When we use words like “ecosystem,” “platform,” “scale” and “network effects,” the language becomes evocative of big tech and Silicon Valley IPO-speak. As much as these overused concepts get a blank stare in our medtech world of pragmatism, applying what we might otherwise consider academic business concepts, below, is critical to succeeding in the space.
- Platform or product. Seeing robotics as a product to sell (which is the traditional approach of medtech) ensures that a familiar business model prevails. But it also likely invites narrow and insular thinking. If all design choices are made with the sole purpose of moving more physical product, many additional opportunities for revenue and new business models are foregone. A narrow focus for example is what eventually sunk the innovative product from Proteus that failed to get outside a single application, and that narrow focus constrains product-oriented companies to get into service and subscription business models. But this also means if the strategy is to focus on data or interconnected solutions, critical issues now are how to access the data, permissions, privacy, etc. – A completely different set of issues.

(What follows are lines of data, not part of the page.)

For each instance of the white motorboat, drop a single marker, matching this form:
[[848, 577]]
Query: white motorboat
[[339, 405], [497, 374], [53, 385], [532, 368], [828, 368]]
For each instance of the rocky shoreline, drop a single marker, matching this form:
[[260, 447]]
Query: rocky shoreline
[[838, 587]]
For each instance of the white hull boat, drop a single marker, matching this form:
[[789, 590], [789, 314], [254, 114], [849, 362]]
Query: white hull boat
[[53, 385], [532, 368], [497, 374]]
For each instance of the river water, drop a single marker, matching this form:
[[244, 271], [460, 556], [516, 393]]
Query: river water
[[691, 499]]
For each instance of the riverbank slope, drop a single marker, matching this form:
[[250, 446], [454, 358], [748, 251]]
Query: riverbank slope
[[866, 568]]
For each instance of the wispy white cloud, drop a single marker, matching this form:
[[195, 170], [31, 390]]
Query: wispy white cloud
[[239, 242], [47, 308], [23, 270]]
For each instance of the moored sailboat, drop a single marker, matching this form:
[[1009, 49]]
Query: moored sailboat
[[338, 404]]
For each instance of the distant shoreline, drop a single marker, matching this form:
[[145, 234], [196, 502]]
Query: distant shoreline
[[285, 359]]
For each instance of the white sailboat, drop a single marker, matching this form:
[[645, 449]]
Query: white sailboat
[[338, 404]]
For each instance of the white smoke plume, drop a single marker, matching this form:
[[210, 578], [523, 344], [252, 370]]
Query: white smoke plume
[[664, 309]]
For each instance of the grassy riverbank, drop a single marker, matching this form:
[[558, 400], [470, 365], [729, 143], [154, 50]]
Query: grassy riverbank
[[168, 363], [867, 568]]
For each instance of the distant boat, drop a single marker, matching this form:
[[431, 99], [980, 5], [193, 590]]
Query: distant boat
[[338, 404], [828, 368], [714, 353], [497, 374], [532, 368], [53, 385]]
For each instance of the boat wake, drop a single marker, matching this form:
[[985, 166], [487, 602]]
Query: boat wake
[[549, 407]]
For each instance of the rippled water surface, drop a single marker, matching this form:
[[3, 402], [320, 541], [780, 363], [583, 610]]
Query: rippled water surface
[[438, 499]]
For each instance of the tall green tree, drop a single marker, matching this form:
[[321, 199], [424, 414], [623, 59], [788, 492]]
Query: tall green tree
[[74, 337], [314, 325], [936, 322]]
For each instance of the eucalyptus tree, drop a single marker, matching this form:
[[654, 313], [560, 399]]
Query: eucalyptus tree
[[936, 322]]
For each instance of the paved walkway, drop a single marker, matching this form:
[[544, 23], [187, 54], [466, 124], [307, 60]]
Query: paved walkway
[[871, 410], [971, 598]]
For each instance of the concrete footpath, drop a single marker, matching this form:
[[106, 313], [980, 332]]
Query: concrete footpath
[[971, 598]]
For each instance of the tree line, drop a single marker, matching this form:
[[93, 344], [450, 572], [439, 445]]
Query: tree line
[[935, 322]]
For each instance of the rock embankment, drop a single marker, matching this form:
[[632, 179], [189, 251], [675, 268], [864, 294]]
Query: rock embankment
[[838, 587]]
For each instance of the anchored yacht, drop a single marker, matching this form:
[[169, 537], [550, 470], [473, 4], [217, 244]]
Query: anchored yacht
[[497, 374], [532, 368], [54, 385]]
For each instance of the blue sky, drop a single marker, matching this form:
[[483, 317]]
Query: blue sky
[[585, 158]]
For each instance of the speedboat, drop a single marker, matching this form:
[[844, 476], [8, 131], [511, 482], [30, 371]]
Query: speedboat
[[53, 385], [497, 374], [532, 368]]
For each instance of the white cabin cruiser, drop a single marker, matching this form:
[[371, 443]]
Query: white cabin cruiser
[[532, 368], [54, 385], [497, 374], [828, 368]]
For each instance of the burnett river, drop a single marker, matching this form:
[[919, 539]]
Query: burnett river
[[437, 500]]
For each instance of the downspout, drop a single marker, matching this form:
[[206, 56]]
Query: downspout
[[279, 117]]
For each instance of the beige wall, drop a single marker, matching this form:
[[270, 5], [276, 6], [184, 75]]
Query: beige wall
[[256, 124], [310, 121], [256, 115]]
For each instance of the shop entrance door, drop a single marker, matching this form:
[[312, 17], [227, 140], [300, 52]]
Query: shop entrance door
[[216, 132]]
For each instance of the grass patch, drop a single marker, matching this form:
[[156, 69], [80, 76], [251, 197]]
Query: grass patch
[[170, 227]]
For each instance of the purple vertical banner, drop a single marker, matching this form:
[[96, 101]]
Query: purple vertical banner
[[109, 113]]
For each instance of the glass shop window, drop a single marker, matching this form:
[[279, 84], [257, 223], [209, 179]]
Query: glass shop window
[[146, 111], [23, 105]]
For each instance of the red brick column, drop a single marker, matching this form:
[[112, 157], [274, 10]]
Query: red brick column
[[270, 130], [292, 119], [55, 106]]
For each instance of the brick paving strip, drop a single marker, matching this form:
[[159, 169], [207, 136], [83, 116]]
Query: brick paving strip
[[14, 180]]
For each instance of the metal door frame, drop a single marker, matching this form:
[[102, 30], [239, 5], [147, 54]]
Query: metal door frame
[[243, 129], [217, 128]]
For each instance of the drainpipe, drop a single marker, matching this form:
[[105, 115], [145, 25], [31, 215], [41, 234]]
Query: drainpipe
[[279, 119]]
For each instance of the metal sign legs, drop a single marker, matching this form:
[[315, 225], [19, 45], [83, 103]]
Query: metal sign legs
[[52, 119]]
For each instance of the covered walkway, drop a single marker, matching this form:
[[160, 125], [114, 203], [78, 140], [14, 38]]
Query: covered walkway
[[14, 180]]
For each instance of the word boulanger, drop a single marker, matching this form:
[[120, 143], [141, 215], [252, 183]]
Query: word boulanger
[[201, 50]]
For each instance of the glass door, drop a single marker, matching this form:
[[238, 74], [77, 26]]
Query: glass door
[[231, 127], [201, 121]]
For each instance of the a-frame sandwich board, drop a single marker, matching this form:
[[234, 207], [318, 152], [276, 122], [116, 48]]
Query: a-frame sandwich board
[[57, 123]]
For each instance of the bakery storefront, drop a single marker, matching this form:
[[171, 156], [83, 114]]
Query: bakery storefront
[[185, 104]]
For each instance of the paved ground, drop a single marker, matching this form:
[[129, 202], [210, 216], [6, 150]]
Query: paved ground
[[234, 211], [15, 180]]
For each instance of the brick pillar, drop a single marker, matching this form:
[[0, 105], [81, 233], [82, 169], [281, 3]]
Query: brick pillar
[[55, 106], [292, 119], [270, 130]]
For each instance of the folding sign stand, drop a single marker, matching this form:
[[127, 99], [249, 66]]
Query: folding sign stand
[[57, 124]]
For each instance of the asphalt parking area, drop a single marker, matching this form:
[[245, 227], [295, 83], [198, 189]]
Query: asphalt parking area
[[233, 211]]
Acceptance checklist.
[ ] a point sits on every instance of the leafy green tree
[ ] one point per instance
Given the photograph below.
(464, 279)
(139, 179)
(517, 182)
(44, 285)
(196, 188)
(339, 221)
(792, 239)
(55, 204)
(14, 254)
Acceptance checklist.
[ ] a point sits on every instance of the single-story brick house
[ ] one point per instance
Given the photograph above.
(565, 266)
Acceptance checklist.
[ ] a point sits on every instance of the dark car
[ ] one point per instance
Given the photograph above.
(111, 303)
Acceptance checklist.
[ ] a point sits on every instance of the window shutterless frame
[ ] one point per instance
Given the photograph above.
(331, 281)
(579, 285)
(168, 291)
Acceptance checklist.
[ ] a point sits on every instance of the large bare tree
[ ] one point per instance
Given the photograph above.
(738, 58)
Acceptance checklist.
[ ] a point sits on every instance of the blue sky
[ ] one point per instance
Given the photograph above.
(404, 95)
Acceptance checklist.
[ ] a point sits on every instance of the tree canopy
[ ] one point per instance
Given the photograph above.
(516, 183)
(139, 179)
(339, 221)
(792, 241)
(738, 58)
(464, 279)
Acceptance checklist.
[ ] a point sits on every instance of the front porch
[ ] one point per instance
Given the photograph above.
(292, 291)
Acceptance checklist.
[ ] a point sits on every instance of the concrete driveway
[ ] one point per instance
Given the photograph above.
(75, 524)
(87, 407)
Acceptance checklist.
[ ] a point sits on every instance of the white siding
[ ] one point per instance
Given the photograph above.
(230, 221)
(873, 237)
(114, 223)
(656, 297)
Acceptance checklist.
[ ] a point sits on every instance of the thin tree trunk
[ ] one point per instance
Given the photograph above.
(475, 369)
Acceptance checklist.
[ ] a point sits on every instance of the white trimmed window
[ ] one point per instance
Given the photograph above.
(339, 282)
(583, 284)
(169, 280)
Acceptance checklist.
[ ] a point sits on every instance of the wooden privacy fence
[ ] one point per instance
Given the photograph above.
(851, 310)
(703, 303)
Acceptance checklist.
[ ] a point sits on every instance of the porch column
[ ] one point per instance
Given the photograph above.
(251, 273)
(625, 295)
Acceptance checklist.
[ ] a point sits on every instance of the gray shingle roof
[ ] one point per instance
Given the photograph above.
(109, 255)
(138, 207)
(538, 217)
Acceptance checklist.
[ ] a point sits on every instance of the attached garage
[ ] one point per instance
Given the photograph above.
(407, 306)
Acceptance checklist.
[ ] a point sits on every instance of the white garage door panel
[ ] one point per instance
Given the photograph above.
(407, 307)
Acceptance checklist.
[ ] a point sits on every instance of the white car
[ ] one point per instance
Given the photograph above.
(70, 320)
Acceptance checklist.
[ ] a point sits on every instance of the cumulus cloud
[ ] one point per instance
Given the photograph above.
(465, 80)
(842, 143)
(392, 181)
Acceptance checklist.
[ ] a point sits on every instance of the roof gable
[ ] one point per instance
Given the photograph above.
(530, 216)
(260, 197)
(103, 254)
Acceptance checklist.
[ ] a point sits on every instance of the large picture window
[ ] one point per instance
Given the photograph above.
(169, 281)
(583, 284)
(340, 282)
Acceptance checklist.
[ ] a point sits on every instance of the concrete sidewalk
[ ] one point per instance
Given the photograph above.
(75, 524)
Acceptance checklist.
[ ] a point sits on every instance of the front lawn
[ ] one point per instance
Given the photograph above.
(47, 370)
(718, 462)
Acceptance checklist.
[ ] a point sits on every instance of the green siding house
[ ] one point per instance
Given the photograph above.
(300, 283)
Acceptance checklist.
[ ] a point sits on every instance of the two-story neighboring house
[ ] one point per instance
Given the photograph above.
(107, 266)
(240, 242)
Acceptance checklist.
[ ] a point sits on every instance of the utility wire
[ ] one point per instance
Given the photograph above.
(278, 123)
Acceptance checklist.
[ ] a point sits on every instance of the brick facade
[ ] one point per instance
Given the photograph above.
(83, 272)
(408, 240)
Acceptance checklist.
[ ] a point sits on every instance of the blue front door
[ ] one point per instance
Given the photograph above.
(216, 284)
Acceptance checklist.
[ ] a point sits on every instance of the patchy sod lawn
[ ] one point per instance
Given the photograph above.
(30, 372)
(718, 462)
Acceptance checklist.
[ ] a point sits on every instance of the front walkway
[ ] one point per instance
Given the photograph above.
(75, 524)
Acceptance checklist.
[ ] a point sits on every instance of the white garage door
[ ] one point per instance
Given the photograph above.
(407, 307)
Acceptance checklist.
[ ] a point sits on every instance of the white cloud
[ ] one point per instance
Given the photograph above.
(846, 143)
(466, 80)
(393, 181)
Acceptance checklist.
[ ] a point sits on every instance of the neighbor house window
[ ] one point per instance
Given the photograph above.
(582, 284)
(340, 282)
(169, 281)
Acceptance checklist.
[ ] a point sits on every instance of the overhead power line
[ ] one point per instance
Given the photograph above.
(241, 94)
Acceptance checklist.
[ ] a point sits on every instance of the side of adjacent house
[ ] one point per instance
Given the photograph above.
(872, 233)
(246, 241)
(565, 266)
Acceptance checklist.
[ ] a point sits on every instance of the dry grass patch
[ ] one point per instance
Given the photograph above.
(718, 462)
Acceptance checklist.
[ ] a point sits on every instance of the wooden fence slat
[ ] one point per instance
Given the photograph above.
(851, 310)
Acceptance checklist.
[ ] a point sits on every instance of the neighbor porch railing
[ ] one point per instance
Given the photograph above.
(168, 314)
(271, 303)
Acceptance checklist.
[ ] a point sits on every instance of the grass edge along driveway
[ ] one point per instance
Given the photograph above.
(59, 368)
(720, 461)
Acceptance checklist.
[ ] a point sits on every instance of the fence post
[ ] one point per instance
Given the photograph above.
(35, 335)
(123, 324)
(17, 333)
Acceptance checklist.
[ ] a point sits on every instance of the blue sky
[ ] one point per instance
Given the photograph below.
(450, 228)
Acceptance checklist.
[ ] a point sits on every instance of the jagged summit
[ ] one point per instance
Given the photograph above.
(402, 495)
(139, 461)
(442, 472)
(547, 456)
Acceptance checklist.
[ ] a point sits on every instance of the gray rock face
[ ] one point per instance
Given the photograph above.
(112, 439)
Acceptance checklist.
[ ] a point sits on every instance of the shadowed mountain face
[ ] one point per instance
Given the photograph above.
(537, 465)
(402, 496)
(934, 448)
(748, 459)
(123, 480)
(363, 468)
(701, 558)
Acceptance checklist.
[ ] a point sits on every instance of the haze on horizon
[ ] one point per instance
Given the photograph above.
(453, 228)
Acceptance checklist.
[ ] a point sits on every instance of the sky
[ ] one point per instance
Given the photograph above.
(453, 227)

- Closed or open. A closed system can force the “razor/razorblade” approach to funding capital with a consumables revenue stream. But a closed approach also runs the risk of being only as strong as its weakest component. When an ecosystem is kept closed, it means that a company reaps all the benefits, but it also means that company needs to anticipate all of the needs of customers and meet them all themselves, or risk disruption. An open system cultivates partnerships, but means that the benefits may not all accrue to the company. An easy parallel here is how Medtronic originally approached diabetes management by keeping a proprietary link between their insulin pumps and CGM. As competitors shared data and opened the system, Medtronic has had to scramble to retain dominance.
- Lease or buy. In a robotics or product-centric view, the capital cost of a robot and how much revenue comes from it is an important accounting fact to report to Wall Street. However, when there are benefits that come from scale and network effects, rapidly establishing uptake and user base is more important than merely showing revenue. For a while this seemed to be an open question as to which path robotics would take. However, at least orthopedics has shown a willingness to sacrifice initial revenue to drive for install base. I think we learned a lot when the pandemic made raising the capital for a robot nearly impossible and yet robot placements in orthopedics accelerated dramatically. I wrote about this “medtech mulligan” before. At least in the orthopedics discipline, a sudden pivot to different ways of providing the solution (monthly fees, subscription, risk-based payments, etc.) means that placements are winning of pure incremental sales revenue.
- Organizational design. In addition to some critical strategic decisions that are implied by thinking about digital surgery instead of narrowly considering robotics, there are also important decisions to take around the design or the organization that serves this business. For example, in a product-centric world, changes to the product are infrequent and highly consequential. In the digital world, upgrades are ubiquitous and constant. The traditional separation for example between upstream and downstream marketing is no longer appropriate. Another example is a chief analytics office or chief data officer. These are typical roles in Big Tech that aren’t all that common in traditional medtech.
While these examples can only begin to scratch the surface, it’s important to think beyond the robot to truly realize the benefits of digital surgery. I want to thank my fellow panelists Todd, Liane and Andrew for an enlightening discussion last Tuesday afternoon.